# marriage with tier 2 visa



## Groove (Feb 19, 2012)

Hi everyone,
This is my first post on this site and it seems like a great source of help in regards to the UK Border Agency. 

I am a US citizen currently living in the UK, with a Tier 2 general migrant visa, sponsored by the company I work for in London, which is valid until Sept. 2014. 

I came over here to be with my girlfriend, a Latvian national who is studying currently at a London university.

We are planning to get married in the UK, but I am very confused about the process for getting my work permission sorted. Specifically:

1. What visa do I apply for (once we are legally married), if I currently am living in the UK with a tier 2 work visa? I want to apply in the UK, so do I apply using the form FLR(M)? Or do I apply for the spouse/marriage visa or the EEA Family Permit?

2. Do I need to notify my employer/border control that I plan to get married, which will make my tier 2 visa unnecessary?

Finally, do most people do this on their own, or hire some service to help them through the process. 

Thanks for all the help, I really appreciate it.


----------



## Joppa (Sep 7, 2009)

Groove said:


> Hi everyone,
> This is my first post on this site and it seems like a great source of help in regards to the UK Border Agency.
> 
> I am a US citizen currently living in the UK, with a Tier 2 general migrant visa, sponsored by the company I work for in London, which is valid until Sept. 2014.
> ...


Neither. You apply for residence card as family member of an EEA citizen on form EEA2. There is no fee but it can take up to 3-4 months for one to be issued, and you can't pay extra to speed it up.



> 2. Do I need to notify my employer/border control that I plan to get married, which will make my tier 2 visa unnecessary?

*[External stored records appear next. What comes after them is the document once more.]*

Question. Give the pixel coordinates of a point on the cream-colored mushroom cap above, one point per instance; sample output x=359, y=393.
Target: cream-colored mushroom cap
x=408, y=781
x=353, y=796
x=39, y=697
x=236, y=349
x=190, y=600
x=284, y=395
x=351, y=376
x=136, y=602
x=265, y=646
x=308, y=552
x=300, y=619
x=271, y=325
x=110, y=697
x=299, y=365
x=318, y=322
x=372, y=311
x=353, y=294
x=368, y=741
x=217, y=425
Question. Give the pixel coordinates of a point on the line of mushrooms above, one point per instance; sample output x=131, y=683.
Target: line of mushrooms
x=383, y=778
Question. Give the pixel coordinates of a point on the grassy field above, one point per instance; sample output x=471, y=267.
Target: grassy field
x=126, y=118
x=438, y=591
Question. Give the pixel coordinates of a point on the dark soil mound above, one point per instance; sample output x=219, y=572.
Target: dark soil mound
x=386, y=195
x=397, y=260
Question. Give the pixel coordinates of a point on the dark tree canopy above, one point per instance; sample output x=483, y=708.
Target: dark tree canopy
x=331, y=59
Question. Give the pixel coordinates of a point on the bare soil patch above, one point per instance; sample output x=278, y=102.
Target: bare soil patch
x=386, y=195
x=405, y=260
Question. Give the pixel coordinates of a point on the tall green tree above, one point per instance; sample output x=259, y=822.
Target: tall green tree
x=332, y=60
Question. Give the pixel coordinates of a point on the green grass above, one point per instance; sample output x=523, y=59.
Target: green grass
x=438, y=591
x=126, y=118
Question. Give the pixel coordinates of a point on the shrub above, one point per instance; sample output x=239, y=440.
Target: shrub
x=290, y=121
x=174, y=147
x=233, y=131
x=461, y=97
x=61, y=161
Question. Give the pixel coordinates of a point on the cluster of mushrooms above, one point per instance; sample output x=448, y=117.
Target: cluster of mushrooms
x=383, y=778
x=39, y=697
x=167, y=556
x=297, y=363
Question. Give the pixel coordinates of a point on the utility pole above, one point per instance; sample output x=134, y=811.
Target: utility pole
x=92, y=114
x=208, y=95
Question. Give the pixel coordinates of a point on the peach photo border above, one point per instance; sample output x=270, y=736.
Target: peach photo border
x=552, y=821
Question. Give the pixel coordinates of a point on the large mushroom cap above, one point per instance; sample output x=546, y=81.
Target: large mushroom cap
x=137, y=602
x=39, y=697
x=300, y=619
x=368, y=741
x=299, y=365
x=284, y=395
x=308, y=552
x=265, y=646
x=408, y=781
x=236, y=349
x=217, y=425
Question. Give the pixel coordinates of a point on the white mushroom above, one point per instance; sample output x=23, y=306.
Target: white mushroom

You can tell your employer out of courtesy, so that they don't have to bother with helping you extend your Tier 2. You can get married on Tier 2 as you have been given permission to stay longer than 6 months (usually 3 years). Take your passport to one of designated register offices for civil marriage, and when seeing the clergy for church wedding.



> Finally, do most people do this on their own, or hire some service to help them through the process.


Yours is one of the simpler procedures, there is no application fee and you should be able to get it done all by yourself, with a bit of free help from us where necessary!


----------